INTERSTATE HIGHWAYS SEEN IN POOR CONDITION

INTERSTATE HIGHWAYS SEEN IN POOR CONDITION

Nearly half of the nation's interstate highways are in "barely tolerable or worse condition," the General Accounting Office told Congress Tuesday.

The GAO, a congressional watchdog agency, said some states have not performed needed road maintenance, which has led to slow deterioration of some interstate highways.The agency reviewed interstate highway maintenance and repair programs at the request of the House Public Works and Transportation Committee, which heard testimony Tuesday on future highway needs.

"Due to funding difficulties, some states have not performed needed maintenance to slow pavement deterioration and reduce (repair costs)," the agency said.

GAO based its assessment on a review of Federal Highway Administration data and on its own examination of highway maintenance programs in California, Louisiana and Michigan.

The 42,500-mile interstate highway system is nearing completion, and lawmakers are debating how future highway funds should be spent.
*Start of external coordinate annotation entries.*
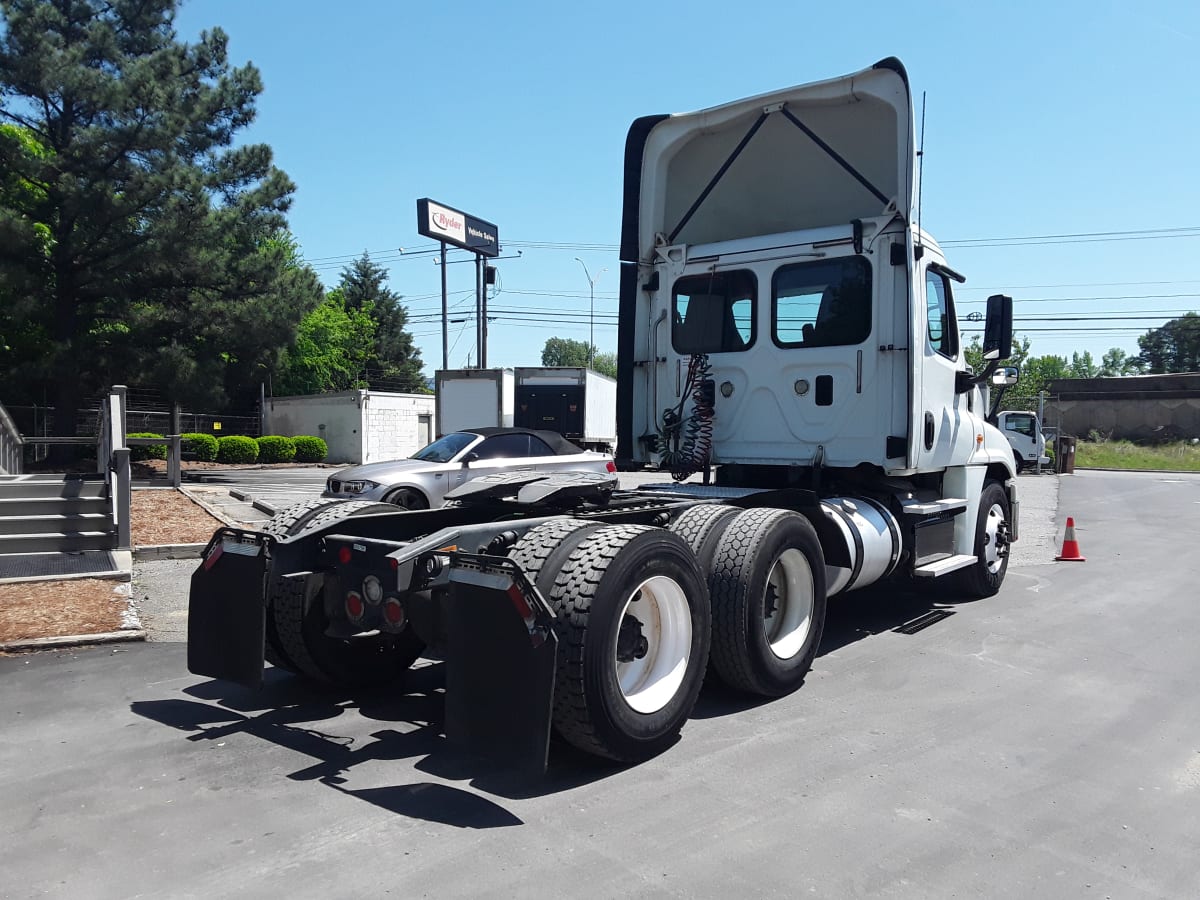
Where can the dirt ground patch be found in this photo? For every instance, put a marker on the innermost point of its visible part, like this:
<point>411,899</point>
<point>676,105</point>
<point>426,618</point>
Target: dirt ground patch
<point>168,516</point>
<point>61,609</point>
<point>91,606</point>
Congress also has begun consideration of a new five-year highway funding bill, which will set priorities beginning with the 1991 fiscal year.

GAO said the condition of the interstate highways has been deteriorating for years, partly because of deferred maintenance.
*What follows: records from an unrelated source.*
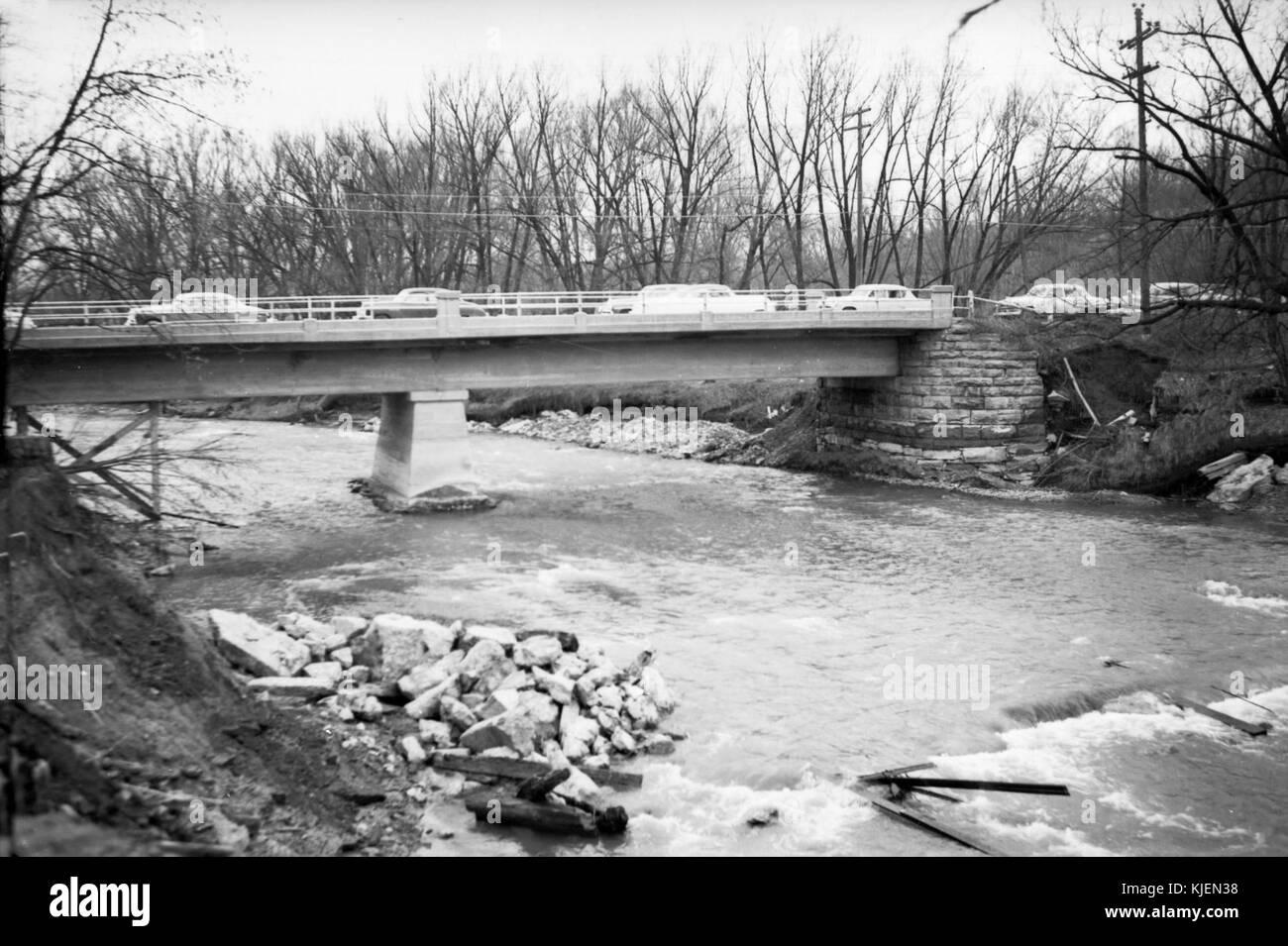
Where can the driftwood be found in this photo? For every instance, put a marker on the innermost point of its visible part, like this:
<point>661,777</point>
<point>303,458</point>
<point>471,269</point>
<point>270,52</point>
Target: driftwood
<point>503,808</point>
<point>519,770</point>
<point>1025,788</point>
<point>498,808</point>
<point>928,824</point>
<point>1078,391</point>
<point>1252,729</point>
<point>567,639</point>
<point>1220,468</point>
The percentage of highways classified as "good" - those providing a smooth ride - has shrunk to 57 percent from 61 percent in 1981, the agency said. Moreover, interstate highways rated only "fair" increased to 31 percent from 25 percent. "Poor" highways - those providing an uncomfortable ride - stayed even throughout the 1980s, at roughly 12 percent.

"The bottom line is that the ride on 43 percent of the nation's premier highway system may be barely tolerable or worse," the agency said.

GAO said highways are also deteriorating because funds earmarked for repairs are being used instead to widen roads.

The Interstate Resurfacing, Restoration, Rehabilitation and Reconstruction Act of 1976, or 4R program, originally provided the states with federal money for major roadway repairs. Routine maintenance is funded by the states.

In 1981, however, the 4R program was modified, allowing the states to use federal funds add new highway lanes or to widen existing lanes. Less money, therefore, was available to repair damaged road surfaces.

About 13 percent of 4R funds were spent on lane widening last year and as much as 50 percent may be spent on similar programs in the future.

"If about 50 percent of of 4R funds are spent for major interstate widening, this spending would represent a significant departure from historical spending trends," the GAO said.